Authored by arphaman on Jul 30 2014, 12:06 PM.

Details

Summary

This patch provides documentation for the coverage mapping format.

It uses html based examples for high level overview to show the difference
between the mapping regions using different colours.

Diff Detail

Event Timeline

arphaman updated this revision to Diff 12042.Jul 30 2014, 12:06 PM
arphaman retitled this revision from to Coverage: Documentation for the coverage mapping format.
arphaman updated this object.
arphaman edited the test plan for this revision. (Show Details)
arphaman added reviewers: bogner, bob.wilson, dexonsmith.
arphaman set the repository for this revision to rL LLVM.
arphaman added a subscriber: Unknown Object (MLST).
silvas added a subscriber: silvas.Jul 30 2014, 6:15 PM
silvas added inline comments.
docs/CoverageMappingFormat.rst
15–17

Abstracts don't work well for most kinds of documentation (this case included). It's much more important to specify your assumptions about your readers and what the document is *trying to achieve for those readers*, than just trying to summarize the document's contents per se. See http://llvm.org/docs/SphinxQuickstartTemplate.html#guidelines for some basic guidelines.

44–45

A reader could make it here (and actually beyond here) thinking that this format is the run-time data structure that is used to store counts; I speak from personal experience...
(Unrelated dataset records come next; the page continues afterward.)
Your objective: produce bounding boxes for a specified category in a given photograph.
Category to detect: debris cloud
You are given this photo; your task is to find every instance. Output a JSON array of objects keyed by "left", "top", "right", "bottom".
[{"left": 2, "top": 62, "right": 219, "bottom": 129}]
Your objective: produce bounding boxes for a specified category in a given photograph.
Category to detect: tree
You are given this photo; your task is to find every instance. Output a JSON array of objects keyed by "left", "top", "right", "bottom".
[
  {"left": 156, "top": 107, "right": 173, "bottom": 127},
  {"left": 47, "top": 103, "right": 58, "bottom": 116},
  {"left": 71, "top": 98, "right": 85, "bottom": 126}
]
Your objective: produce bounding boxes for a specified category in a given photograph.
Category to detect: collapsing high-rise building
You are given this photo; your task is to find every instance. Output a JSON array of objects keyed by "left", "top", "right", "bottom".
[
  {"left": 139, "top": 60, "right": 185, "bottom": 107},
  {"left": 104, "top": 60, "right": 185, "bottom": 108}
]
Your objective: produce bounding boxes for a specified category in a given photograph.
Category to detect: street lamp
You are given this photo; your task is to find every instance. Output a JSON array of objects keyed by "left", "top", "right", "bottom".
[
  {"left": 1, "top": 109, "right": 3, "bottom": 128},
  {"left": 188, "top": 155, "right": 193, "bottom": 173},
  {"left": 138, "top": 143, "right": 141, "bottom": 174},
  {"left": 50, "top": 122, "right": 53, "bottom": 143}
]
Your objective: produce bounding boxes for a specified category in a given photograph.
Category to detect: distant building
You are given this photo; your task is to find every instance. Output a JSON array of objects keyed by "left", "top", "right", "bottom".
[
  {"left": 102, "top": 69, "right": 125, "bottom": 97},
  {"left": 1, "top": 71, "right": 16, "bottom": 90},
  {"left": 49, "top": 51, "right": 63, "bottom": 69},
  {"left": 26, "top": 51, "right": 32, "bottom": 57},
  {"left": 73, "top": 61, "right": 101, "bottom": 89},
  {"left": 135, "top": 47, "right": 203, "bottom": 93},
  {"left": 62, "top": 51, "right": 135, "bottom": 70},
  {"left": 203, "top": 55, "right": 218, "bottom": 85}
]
Please don't address this comment by just saying somewhere "this is not a discussion of the runtime data structure". Instead, describe where this information fits in the coverage pipeline (i.e. the entire process of going from "a user's source code" to "a user's source code displayed to them with coverage information annotated on it"), which programs handle/create/look at this information, what does "mapping" have to do with anything?, etc. This is key "orienting" information that the reader absolutely has to have clear for the document to make any sense at all!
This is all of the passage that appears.